Ohio residents may have noticed that the household income in the United States has risen by around 30% over the last 10 years. This is a good thing for many families because it affords them space in their budget to save money. At the same time, the costs of medical expenses have risen by 33%. Medical expenses have caused some households to take on debt, including credit card debt.
Putting medical debt on a credit card could mean paying high interest rates. Families can find themselves so far into debt that they do not have what it takes to even keep up with the interest payments. Thankfully, there are some things that people can do to keep medical debt off their credit card.

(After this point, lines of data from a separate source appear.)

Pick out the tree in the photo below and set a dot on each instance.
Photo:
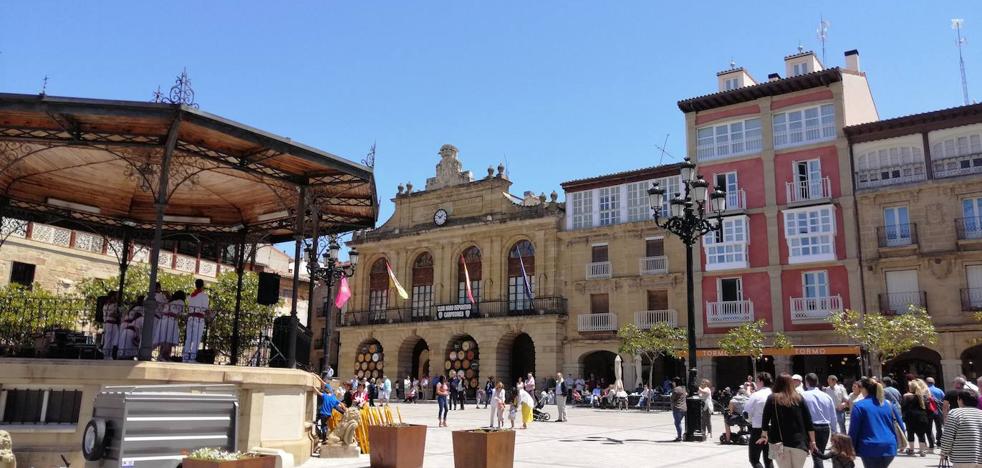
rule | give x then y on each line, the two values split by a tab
885	337
748	340
661	339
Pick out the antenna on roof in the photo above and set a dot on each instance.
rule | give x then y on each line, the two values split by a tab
823	33
956	24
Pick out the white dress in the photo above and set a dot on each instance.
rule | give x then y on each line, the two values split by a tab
165	328
197	309
110	332
129	335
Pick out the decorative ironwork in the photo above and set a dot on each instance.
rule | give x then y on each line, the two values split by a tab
180	93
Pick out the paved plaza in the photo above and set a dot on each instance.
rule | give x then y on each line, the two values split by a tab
592	438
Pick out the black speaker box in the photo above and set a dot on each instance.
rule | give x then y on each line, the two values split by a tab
269	289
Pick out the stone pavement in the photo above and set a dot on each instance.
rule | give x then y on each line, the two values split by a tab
591	439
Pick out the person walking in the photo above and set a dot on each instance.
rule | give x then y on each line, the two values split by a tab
498	404
561	390
755	410
822	410
962	440
786	425
678	406
840	398
935	414
871	426
706	395
442	394
914	407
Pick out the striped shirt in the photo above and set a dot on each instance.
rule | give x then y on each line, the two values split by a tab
961	439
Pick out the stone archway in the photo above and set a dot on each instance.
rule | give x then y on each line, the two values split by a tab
972	362
920	361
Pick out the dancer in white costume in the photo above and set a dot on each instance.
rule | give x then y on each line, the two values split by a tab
197	313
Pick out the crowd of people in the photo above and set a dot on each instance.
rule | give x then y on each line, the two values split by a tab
123	323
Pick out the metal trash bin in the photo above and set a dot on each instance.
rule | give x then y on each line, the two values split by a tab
154	426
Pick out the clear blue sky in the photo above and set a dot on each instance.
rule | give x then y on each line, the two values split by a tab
563	89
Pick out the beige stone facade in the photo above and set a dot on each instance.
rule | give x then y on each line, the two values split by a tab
919	181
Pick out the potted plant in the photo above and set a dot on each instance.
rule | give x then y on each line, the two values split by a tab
484	448
216	458
397	445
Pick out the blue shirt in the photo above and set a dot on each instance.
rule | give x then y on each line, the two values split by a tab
820	406
871	428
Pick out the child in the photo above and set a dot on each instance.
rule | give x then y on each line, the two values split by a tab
513	411
841	453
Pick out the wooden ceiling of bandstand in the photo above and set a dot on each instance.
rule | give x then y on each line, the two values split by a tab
103	157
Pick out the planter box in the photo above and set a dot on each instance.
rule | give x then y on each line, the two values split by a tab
484	449
255	462
397	446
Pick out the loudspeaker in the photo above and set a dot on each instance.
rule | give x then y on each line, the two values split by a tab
281	339
269	289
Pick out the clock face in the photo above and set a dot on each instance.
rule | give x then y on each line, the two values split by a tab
440	217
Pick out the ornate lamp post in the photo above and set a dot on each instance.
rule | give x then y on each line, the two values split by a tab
690	217
329	274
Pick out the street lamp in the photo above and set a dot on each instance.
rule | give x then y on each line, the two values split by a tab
689	218
329	274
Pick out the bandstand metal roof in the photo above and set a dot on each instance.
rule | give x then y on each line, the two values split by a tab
94	164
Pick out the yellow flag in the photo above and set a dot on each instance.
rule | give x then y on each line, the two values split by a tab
395	283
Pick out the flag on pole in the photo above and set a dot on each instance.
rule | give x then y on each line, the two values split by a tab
344	293
394	282
525	277
467	280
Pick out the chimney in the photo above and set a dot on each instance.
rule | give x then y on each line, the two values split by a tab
852	60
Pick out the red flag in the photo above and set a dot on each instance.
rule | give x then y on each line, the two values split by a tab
467	279
344	293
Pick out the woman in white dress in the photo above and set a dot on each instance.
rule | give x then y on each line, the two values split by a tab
498	402
165	330
129	335
110	322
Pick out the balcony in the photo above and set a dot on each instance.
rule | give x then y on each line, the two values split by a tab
729	313
891	175
972	299
598	270
809	191
897	235
590	323
814	309
900	303
958	165
484	309
654	265
736	201
969	228
646	318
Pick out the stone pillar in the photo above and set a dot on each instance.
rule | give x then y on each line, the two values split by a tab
950	368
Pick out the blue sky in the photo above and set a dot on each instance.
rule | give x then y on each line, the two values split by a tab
561	89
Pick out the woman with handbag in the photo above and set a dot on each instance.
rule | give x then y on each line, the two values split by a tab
875	427
786	425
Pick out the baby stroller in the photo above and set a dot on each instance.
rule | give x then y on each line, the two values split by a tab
537	413
742	435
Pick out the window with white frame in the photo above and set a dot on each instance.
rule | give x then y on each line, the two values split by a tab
802	126
582	209
810	233
609	204
815	284
730	251
729	139
637	201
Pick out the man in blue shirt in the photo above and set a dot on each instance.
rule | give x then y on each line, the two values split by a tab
822	410
937	395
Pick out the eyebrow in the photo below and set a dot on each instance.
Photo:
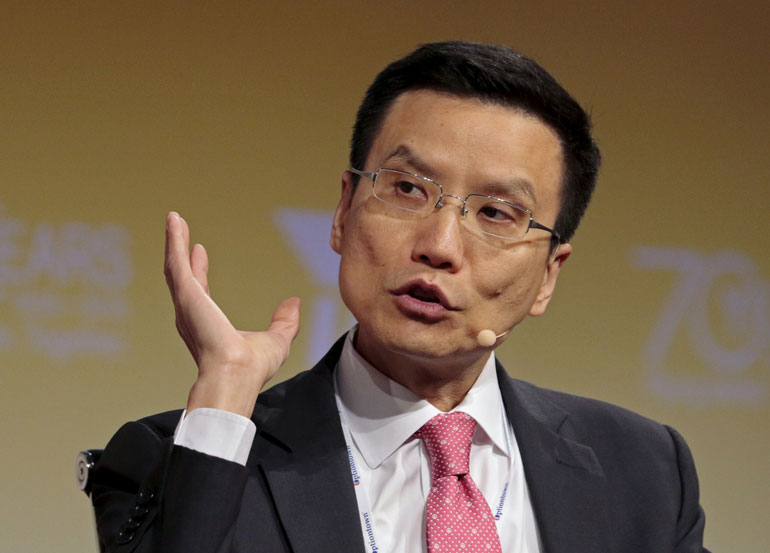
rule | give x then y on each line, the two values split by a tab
499	189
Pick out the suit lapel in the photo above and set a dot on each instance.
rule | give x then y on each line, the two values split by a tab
566	483
307	471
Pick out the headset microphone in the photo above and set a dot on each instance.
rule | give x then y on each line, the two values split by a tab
487	338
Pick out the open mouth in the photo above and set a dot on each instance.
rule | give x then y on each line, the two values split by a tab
426	293
423	295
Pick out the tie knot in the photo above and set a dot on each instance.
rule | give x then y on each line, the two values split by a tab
447	437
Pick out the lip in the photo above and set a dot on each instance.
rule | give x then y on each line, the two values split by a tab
422	309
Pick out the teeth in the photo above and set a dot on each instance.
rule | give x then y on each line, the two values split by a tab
423	295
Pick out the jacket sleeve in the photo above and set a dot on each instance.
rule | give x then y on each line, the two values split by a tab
151	496
691	519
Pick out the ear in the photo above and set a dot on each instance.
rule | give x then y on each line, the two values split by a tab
555	261
341	213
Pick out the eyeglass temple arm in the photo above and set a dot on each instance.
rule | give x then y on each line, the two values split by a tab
535	224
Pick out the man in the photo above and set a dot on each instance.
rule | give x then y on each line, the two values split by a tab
470	170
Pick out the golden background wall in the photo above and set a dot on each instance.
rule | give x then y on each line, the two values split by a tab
237	114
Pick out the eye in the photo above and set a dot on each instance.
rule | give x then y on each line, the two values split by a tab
409	188
498	212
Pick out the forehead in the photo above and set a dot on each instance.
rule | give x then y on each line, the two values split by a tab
470	144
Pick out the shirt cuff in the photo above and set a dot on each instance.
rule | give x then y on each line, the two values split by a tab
217	433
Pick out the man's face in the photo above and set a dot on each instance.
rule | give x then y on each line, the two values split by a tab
422	288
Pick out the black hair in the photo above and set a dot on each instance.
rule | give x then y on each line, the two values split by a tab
499	75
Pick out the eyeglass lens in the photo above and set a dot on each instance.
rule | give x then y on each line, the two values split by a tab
420	196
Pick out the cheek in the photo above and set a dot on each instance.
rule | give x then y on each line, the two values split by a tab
511	284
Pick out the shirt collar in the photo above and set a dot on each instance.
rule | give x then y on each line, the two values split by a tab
382	414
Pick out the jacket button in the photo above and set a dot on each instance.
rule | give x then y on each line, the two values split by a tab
138	511
131	524
124	536
145	496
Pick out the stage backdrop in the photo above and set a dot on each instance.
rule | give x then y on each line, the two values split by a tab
238	114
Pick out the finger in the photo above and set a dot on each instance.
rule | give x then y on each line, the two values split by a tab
199	263
285	322
177	261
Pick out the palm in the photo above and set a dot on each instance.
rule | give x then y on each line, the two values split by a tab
233	365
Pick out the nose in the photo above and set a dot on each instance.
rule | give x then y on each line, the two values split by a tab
439	238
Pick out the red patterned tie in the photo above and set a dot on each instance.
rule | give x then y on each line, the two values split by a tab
458	516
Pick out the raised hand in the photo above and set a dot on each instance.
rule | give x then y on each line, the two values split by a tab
233	365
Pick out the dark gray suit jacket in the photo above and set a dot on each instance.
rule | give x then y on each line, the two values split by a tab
601	479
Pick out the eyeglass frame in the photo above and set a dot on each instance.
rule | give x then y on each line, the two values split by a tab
464	210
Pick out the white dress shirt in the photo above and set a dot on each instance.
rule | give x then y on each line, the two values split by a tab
381	417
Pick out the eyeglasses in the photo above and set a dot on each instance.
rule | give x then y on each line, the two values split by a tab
481	214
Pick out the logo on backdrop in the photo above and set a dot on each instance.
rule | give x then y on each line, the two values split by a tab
718	307
307	232
63	288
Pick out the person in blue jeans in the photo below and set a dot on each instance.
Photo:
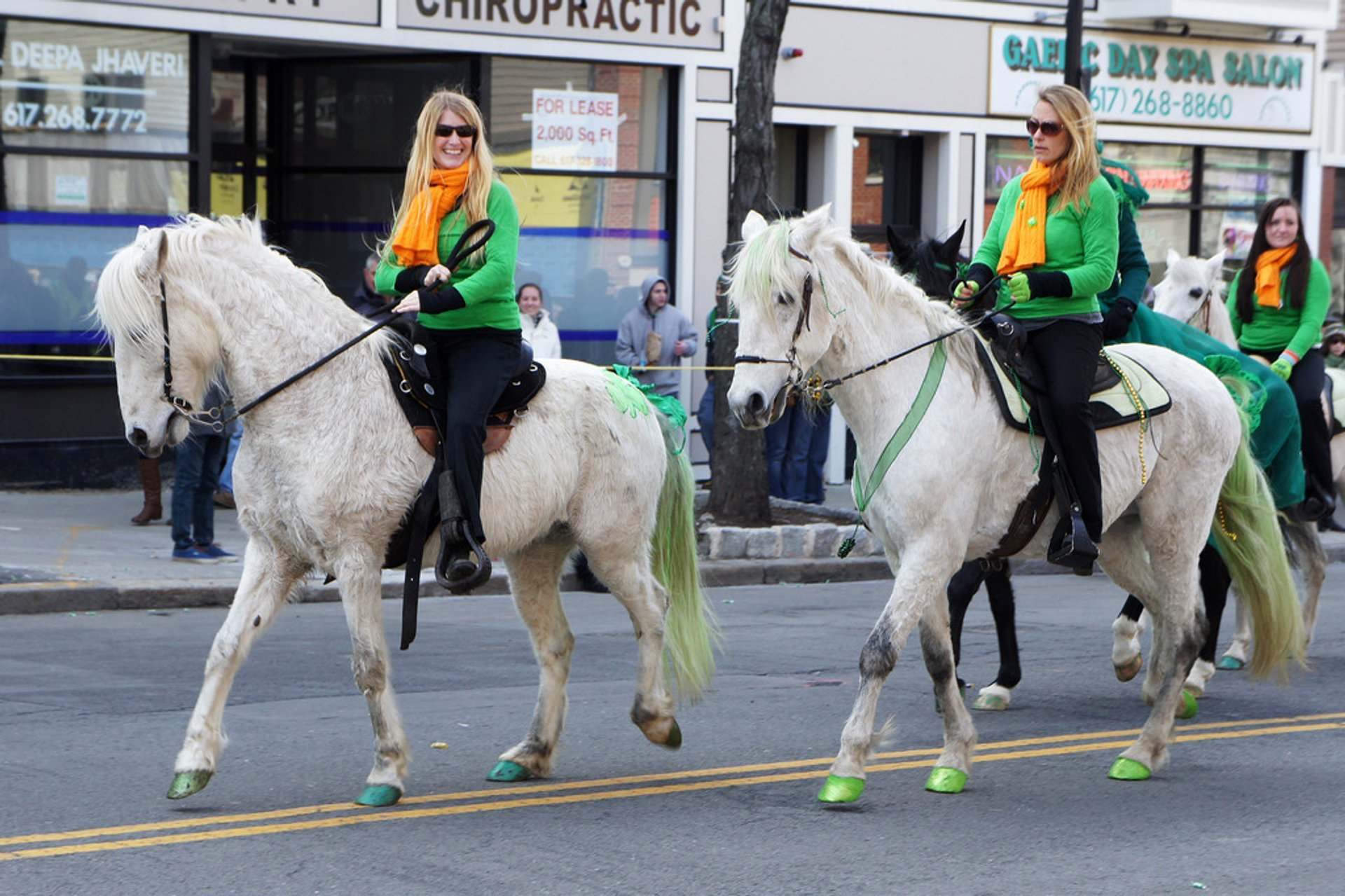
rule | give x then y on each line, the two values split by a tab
195	478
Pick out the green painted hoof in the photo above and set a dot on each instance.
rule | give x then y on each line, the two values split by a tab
187	783
1127	770
507	771
841	790
380	795
1129	670
1188	705
946	780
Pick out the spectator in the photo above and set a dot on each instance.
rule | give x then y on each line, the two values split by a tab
195	479
366	299
656	334
537	324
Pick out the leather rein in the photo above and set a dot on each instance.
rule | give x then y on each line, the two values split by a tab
474	237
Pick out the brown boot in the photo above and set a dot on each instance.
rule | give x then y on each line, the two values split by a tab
153	507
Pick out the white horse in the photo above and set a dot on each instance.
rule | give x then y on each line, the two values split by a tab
329	467
1192	292
810	301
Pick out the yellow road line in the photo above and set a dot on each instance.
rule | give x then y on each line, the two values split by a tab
1212	731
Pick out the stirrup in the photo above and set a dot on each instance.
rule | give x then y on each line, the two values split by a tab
1071	545
455	570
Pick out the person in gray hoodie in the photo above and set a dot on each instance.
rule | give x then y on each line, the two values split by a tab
656	334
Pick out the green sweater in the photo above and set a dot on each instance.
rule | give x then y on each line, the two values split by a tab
488	288
1080	244
1283	329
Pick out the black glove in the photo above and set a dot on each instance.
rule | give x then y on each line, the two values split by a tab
1115	323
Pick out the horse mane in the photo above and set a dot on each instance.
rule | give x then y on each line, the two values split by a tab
761	270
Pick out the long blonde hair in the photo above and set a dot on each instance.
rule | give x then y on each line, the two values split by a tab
1082	165
421	165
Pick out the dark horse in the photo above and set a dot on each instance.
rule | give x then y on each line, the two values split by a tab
934	266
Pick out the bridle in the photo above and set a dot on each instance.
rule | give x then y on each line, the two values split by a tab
474	237
817	387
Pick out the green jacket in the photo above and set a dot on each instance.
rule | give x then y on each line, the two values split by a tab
1079	244
1293	330
488	288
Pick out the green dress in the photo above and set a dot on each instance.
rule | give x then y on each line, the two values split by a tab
1276	432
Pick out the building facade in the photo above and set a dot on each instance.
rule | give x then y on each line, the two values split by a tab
612	124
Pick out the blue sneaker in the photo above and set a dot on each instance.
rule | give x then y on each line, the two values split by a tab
193	555
217	552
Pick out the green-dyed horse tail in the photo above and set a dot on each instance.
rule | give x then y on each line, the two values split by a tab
690	634
1247	535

One step is asking the health care provider if there is an interest-free payment plan available. Many doctors and hospitals readily offer their patients payment plans that do not have fees or interest. There’s a difference between making this arrangement with a medical facility and taking on a medical credit card. With a medical credit card, the credit card company pays the medical provider, and then the person pays the credit card back.
Many of these cards promise one year with no interest. If a person is not able to pay the full balance back within the year, they might get hit with interest retroactively. Credit cards should be the last resort for paying debt. They should be seen as a short-term financing option.
Medical debt is one of the primary reasons why people file for bankruptcy. When a person gets injured and they are unable to work, they take out a loan or use their credit card to cover the medical expenses and may find themselves unable to catch up. Bankruptcy is a complicated procedure that has a number of laws a person needs to thoroughly understand. A bankruptcy attorney may help their client see what bankruptcy can do for them and help them determine if it is the right procedure to help them with their debt.